Craniomaxillofacial (CMF) surgeons treat bone defects using autografts, allografts, and even xenografts in an attempt to restore functionality and aesthetic appearance. Metallic biomaterials are also employed in various forms as substitutes for damaged bones, to hold bones together, strengthen tendons and ligaments or attach them to the bone, and replace diseased bone. These materials are also bioinert, possess little biological activity in vivo, with subsequent poor tissue integration, increased incidence of inflammation and infection, and implant loosening and failure due to infection. Further, ions can leach from the implants due to metal wear debris, resulting from corrosion, wear, and attrition from the metallic surfaces. The same degradation processes can lead to the loss of mechanical integrity and robustness, with the implant failing to perform the intended function. 3D printing can be used to create prostheses to replace or repair damaged tissues. Reconstructive surgery can also leverage 3D-printing technologies to develop custom cutting guides, fixation devices, practice models and implanted medical devices to improve patient outcomes. Recent advances in our lab have led to the development of a 3D printing technique able to fabricate an implantable medical device capable of delivering therapeutic drugs (antibiotics, chemotherapeutics, hormones, and steroids) directly to the intended target and then degrade safely in the body.

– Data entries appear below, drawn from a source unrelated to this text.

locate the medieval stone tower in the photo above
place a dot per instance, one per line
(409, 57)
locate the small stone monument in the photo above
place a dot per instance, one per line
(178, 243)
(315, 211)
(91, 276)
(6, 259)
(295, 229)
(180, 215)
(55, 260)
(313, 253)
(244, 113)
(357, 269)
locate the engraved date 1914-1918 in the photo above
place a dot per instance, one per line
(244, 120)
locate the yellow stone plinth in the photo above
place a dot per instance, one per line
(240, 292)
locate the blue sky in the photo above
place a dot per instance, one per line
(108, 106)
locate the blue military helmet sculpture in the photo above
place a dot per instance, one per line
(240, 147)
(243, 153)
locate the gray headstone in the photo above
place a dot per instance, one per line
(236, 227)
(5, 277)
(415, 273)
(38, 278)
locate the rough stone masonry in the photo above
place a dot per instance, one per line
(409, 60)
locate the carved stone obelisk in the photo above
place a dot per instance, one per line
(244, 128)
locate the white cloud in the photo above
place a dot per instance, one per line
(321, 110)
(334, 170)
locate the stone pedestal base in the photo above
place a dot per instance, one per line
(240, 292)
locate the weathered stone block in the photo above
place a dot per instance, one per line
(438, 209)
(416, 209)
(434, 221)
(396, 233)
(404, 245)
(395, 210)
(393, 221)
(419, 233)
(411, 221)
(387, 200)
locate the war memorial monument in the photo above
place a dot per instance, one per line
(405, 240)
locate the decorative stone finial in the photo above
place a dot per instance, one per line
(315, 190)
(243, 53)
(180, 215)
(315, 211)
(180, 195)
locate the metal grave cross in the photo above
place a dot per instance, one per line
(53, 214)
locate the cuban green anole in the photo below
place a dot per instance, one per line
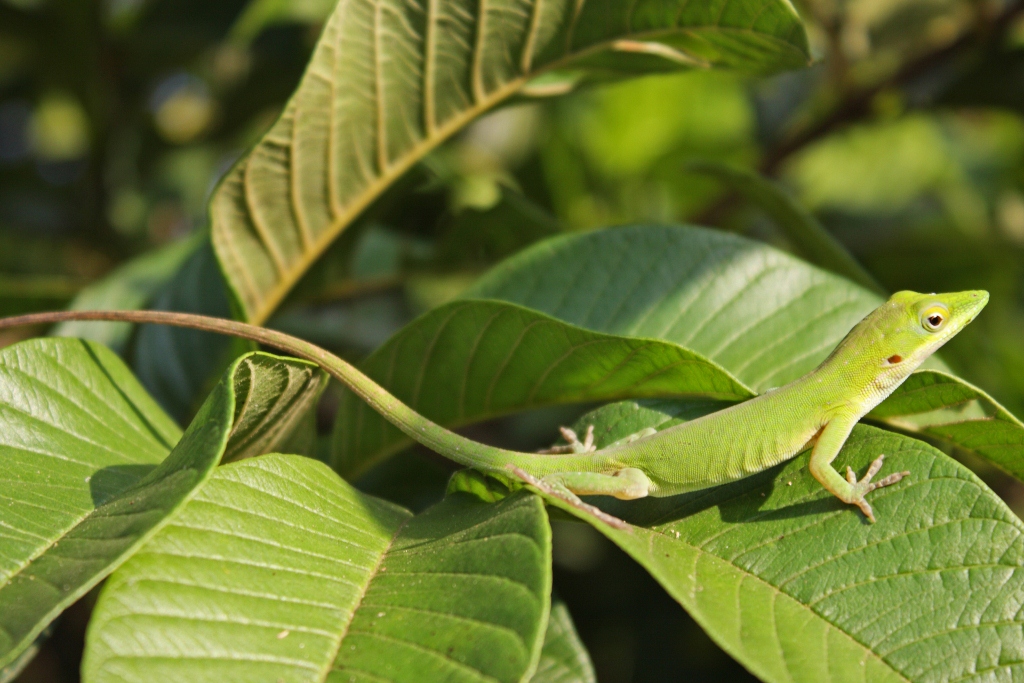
(819, 409)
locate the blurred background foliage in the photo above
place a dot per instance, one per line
(905, 138)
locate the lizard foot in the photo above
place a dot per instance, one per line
(565, 495)
(573, 444)
(865, 484)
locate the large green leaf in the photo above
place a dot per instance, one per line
(470, 360)
(563, 658)
(279, 570)
(389, 81)
(90, 469)
(946, 408)
(763, 315)
(798, 587)
(81, 445)
(766, 316)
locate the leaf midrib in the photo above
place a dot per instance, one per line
(270, 299)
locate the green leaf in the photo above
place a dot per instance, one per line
(389, 82)
(279, 570)
(83, 484)
(471, 360)
(91, 469)
(273, 398)
(563, 658)
(807, 236)
(763, 315)
(178, 367)
(129, 287)
(948, 409)
(797, 586)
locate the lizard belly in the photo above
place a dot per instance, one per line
(695, 459)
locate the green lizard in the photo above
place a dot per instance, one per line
(819, 409)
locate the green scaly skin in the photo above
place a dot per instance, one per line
(819, 409)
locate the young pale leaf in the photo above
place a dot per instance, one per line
(273, 397)
(90, 468)
(763, 315)
(799, 587)
(390, 81)
(563, 658)
(470, 360)
(279, 570)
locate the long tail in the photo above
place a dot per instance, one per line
(452, 445)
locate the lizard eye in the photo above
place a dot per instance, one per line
(933, 318)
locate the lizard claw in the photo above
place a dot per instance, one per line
(866, 509)
(572, 442)
(865, 484)
(567, 497)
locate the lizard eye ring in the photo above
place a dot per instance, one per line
(934, 317)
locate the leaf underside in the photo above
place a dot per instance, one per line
(389, 81)
(91, 467)
(280, 570)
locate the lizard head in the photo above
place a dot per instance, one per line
(910, 327)
(895, 338)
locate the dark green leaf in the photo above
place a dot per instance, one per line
(799, 587)
(803, 230)
(763, 315)
(470, 360)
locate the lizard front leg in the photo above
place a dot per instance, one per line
(849, 491)
(628, 483)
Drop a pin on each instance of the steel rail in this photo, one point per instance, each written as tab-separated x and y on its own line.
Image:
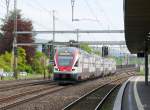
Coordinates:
106	96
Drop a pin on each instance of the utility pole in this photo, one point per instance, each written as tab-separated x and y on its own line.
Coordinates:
72	5
15	41
78	37
7	8
146	60
53	32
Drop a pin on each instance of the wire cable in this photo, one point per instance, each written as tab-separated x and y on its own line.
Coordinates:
92	12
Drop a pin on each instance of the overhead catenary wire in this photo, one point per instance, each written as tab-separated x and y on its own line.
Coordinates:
100	7
93	14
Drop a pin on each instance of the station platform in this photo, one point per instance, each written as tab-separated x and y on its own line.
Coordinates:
136	95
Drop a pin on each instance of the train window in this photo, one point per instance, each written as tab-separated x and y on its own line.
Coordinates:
76	64
65	60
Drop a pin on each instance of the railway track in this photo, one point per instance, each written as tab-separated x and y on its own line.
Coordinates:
21	85
14	100
94	99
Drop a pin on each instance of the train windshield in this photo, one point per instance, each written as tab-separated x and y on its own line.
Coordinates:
65	60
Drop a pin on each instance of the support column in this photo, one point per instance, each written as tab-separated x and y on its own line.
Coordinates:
146	68
146	61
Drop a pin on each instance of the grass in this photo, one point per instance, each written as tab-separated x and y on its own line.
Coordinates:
28	76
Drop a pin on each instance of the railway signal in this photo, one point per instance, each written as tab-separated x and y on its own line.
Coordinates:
104	51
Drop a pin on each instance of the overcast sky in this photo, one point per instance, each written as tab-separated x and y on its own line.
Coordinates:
93	15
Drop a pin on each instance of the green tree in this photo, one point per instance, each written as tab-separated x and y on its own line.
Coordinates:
86	47
5	61
6	42
39	61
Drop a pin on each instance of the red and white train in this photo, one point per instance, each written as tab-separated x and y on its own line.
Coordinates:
72	64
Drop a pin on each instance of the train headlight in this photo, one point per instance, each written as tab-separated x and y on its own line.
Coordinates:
57	69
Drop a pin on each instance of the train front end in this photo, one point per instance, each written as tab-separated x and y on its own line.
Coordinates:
64	68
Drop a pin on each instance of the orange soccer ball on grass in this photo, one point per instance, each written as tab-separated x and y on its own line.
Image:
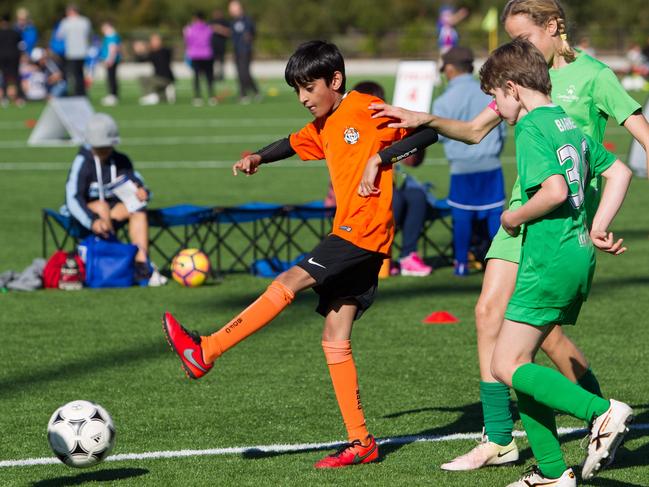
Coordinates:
190	267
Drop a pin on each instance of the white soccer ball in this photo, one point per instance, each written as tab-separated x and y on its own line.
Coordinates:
81	433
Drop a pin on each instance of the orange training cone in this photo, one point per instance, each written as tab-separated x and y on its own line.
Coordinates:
440	318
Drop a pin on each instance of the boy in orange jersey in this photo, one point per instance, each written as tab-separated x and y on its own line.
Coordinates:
343	269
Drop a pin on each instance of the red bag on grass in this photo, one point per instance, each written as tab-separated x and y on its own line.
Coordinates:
64	270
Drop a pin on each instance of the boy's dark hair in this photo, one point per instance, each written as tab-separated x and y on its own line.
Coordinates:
314	60
518	61
370	88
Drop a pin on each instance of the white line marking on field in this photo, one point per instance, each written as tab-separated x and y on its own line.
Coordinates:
281	448
64	166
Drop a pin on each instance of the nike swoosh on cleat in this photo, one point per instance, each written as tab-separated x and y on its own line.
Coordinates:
500	455
358	458
311	261
189	356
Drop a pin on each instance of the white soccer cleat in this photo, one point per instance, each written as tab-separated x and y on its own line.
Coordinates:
486	453
150	99
535	478
606	434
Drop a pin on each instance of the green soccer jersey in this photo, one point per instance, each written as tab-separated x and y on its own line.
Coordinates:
557	260
590	93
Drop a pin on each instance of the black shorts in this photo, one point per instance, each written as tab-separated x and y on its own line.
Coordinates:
343	271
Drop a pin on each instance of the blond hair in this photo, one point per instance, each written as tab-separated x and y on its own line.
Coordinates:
540	12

The objective of this research is to fabricate a customized drug-eluting and biodegradable implant (e.g., resorbable bone mesh, screws and plates) using 3D printing technology. Our polymer nanocomposite will couple the treatment of infection while simultaneously encouraging tissue regeneration. The nanocomposite will consist of a polycaprolactone (PCL) and polyethylene oxide (PEO) polymer blend, and a calcium phosphate cement (CPC) enhanced with halloysite nanotubes (HNTs). The PCL/PEO blend will have controlled degradation and will be coupled with HNTs doped with antimicrobials and osteoinductive/osteogenic growth factors (hereafter termed bioactive agents). It can also serve as an orthobiologic. When applied or implanted into bone tissue, it will facilitate disease remediation, osteogenesis, matrix formation, mineralization, and biointegration. This project will produce a novel, cost-effective and customizable medical devices for use in the treatment of developmental or traumatic CMF defects or injuries.